Mr. Jamieson looked round him with a sigh of utter content, and Mr. Seton said, "I wish I thought that the rest of the world was as peaceful as this little glen." He helped himself to jam. "The situation in Ireland seems to grow more hopeless every day; and by the way, Jamieson, did you see that the Emperor of Austria's heir has been assassinated along with his wife?"

"I saw that," said Mr. Jamieson. "I hope it won't mean trouble."
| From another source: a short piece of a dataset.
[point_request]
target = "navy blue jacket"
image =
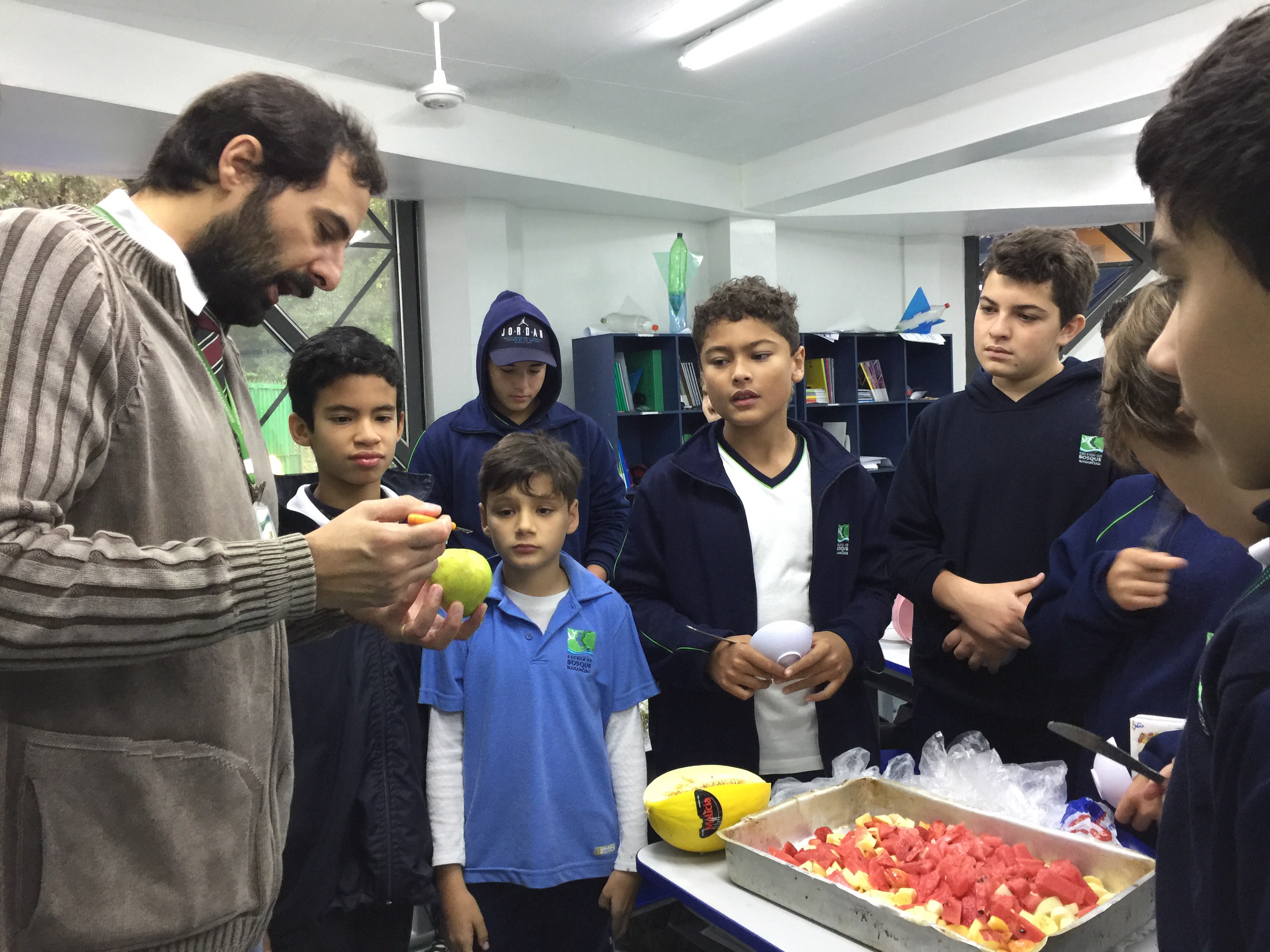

"It seems a pointless crime," said Elizabeth.

"Buff, come out of the burn, you water-kelpie, and take your tea."

Buff was trying to drag a large stone from the bed of the stream, and was addressing it as he had heard the stable-boy address the pony—"Stan' up, ye brit! Wud ye, though?"—but at his sister's command he ceased his efforts and crawled up the bank to have his hands dried in his father's handkerchief.

It never took Buff long to eat a meal, and in a very few minutes he had eaten three scones and drunk two cups of milk, and laid himself face down-wards in the heather to ruminate.

"Mr. Jamieson," he said suddenly, "if a robber stole your money and went in a ship to South Africa, how would you get at him?"

Mr. Jamieson, unversed in the ways of criminals, was at a loss.

"I doubt I would just need to lose it," he said.

This was feeble. Buff turned to his father and asked what course he would follow.

"I think," said Mr. Seton, "that I would cable to the police to board the ship at the first port."

Buff rejected this method as tame and unspectacular.

"What would you do, Lizbeth?"

"It depends," said Elizabeth, "on how much money I had. If it was a lot, I would send a detective to recover it. But sending a detective would cost a lot."

Buff thought deeply for a few seconds.

"I know what I would do," he said. "I would send a bloodhoundsteerage."